Everyday soundscapes contain a variety of information, providing valuable cues to machines to understand their surroundings. Recent advances in machine listening include methods that allow for contextual awareness by recognizing the acoustic scene (e.g. “office”, “urban area”, “airport”) and by detecting and classifying sound events (e.g. “dog barking”, “people speaking”). Though, there is more information in what we can hear and perceive than simply “busy street” or “car passing by”. For example, we can understand concepts (“muffled sound”), physical properties of objects and environment (“the sound of a big car”, “people talking in a big room”), and high-level knowledge (“a clock rings three times”). A promising way of creating learning algorithms and computational methods that can exploit the previously mentioned information is to leverage multi-modal information, such as audio and text. This talk will be focusing on two emerging research directions on audio-based multi-modal processing, which allow for learning the above-mentioned information. The first one is automated audio captioning (AAC), a newly introduced inter-modal translation task where a method takes as an input a general audio signal and outputs a textual description of its contents, e.g. “A man moves from the basement to upstairs, moving a heavy metal object with him”. The latest advances on AAC will be presented, including the process of creating the well-curated AAC dataset Clotho, and a recent AAC method, which yields state-of-the-art results on this dataset.
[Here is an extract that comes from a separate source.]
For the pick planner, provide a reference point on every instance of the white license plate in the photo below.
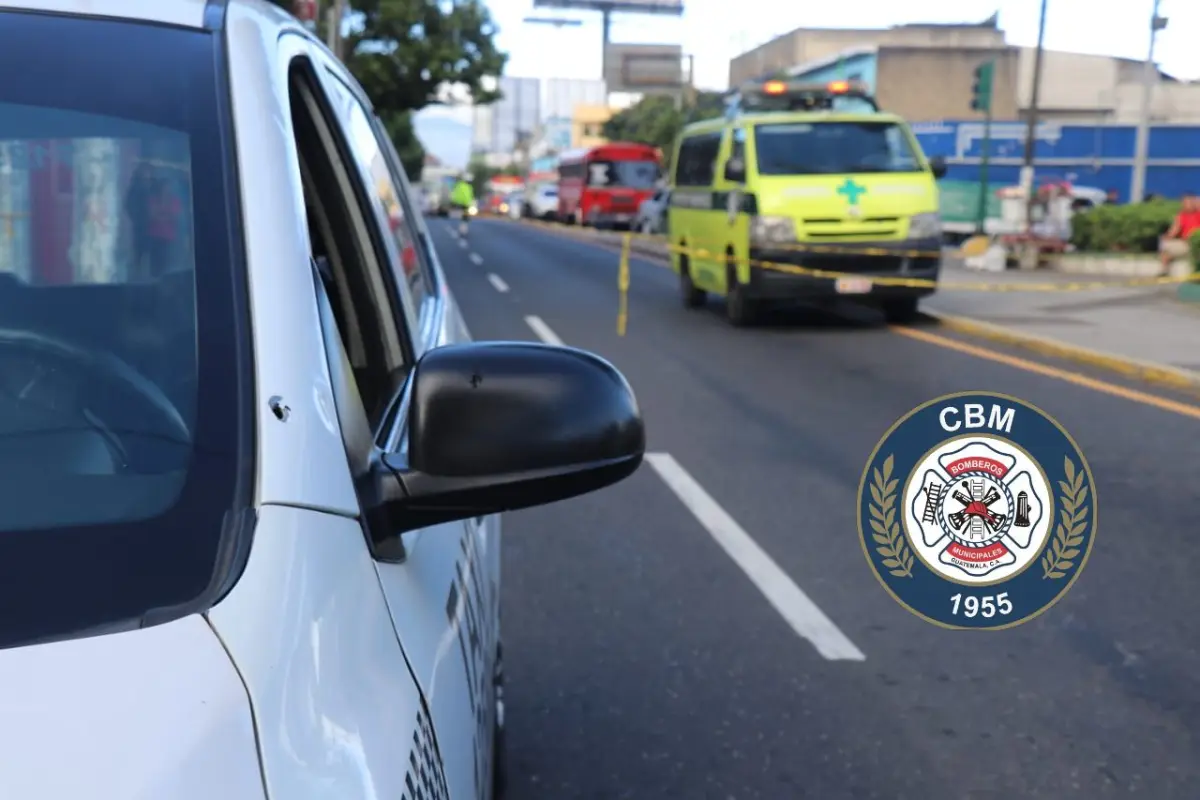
(852, 286)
The second research direction focuses on the cross-modal alignment of learned representations between audio and text. In this setting, a method aims at reducing the distance between two feature vectors learned from these two modalities. Then, the learned audio feature vectors can be used in various downstream tasks, e.g. audio classification and music genre recognition. Recent methods focusing on the latter direction show competitive to SOTA results, using less amount of data.


Dr. Konstantinos Drossos was born in Thessaloniki, Greece. He holds a BEng in Sound Technology (first-class honours), a BSc in Informatics, an MSc in Sound & Vibration Research, and a PhD (first-class honours) in the field of machine listening. Currently, he is a senior researcher at the Audio Research Group (ARG), Finland. He has been a postdoc researcher at ARG and a postdoc fellow at Montreal Institute for Learning Algorithms, Canada, and at Music Technology Group, Spain. He has authored or co-authored over 50 research papers, has pioneered the field of audio captioning, has organized scientific challenges, special sessions, and workshops in international conferences, serves as a reviewer for top journals and conferences, and has served as the Chairman of the Finnish IEEE Joint Chapter of SP&CAS. His research interests include audio captioning, domain adaptation, multimodal translation, source separation, detection and classification of acoustic scenes and events, and machine listening.